The report gives a number of examples (portfolio optimisation, selecting variables for a regression model) for the R-package NMOF that accompanies the book 'Numerical Methods and Optimization in Finance' by Manfred Gilli, Dietmar Maringer and Enrico Schumann.

Keywords: Heuristics, Portfolio optimisation, Asset selection, Model selection, Threshold Accepting, Differential Evolution, Genetic Algorithms, Particle Swarm, R, Distributed computing

version 2012-02-10
R code
**(This report is now superseded by the NMOF manual.)**

## Distributed computations with the NMOF package

The report showcases functions in the R-package NMOF that allow the use of distributed computing; examples are the distribution of restarts of an optimisation algorithm, or the distributed evaluation of the objective function in a Genetic Algorithm.

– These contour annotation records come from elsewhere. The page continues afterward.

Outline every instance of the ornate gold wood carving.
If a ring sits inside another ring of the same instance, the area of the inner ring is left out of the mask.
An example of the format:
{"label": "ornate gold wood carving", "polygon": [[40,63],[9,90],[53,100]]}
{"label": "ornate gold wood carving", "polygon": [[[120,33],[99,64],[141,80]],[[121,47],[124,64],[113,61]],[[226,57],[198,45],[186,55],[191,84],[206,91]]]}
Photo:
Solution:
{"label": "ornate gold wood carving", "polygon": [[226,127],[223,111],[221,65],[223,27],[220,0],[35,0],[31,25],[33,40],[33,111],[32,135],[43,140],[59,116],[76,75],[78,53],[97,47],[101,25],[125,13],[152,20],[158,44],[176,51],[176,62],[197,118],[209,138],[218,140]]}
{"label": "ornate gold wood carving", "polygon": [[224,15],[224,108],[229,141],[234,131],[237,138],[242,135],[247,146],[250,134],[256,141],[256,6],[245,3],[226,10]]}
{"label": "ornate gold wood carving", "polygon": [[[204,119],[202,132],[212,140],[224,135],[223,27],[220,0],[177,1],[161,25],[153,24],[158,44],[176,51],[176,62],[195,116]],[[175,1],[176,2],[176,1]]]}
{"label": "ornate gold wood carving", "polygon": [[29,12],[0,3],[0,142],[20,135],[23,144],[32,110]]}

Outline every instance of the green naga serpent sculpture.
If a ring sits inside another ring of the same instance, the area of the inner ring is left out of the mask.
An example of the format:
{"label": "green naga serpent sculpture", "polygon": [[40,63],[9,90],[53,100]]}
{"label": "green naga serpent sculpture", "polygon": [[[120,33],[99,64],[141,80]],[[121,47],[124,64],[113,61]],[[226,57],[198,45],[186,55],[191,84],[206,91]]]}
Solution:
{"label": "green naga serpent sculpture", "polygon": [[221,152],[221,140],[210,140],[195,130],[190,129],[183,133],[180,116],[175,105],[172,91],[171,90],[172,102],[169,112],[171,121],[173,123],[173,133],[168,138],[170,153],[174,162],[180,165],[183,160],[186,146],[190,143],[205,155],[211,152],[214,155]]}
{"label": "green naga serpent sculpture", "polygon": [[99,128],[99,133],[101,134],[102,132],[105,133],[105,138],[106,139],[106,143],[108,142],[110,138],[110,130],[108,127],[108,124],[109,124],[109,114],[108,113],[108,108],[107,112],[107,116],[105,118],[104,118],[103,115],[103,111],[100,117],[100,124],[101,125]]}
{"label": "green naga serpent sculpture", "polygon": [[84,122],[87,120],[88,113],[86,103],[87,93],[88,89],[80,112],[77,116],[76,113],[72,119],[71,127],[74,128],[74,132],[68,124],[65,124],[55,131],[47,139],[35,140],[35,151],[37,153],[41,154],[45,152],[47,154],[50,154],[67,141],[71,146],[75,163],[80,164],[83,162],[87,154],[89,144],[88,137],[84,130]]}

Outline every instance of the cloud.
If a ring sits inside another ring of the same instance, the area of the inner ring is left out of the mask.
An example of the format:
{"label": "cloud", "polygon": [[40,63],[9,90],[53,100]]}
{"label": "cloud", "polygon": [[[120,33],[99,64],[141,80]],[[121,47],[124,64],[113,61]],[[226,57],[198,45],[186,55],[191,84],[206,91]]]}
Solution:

Keywords: Heuristics, Threshold Accepting, Genetic Algorithms, R, Distributed computing

## Slides/R Code for the tutorial at R/Rmetrics Meielisalp Workshop

We give a brief introduction to optimisation models in finance, and to how such models can be handled with heuristics. Through the example of a simple combinatorial problem, we demonstrate how different optimisation strategies can be implemented in R (making use of the NMOF package). The emphasis will be on principles, both for how heuristics work and how they should be applied (in particular, we stress that these methods are stochastic). As a concrete financial example, we show how we can solve a portfolio-optimisation model with Threshold Accepting.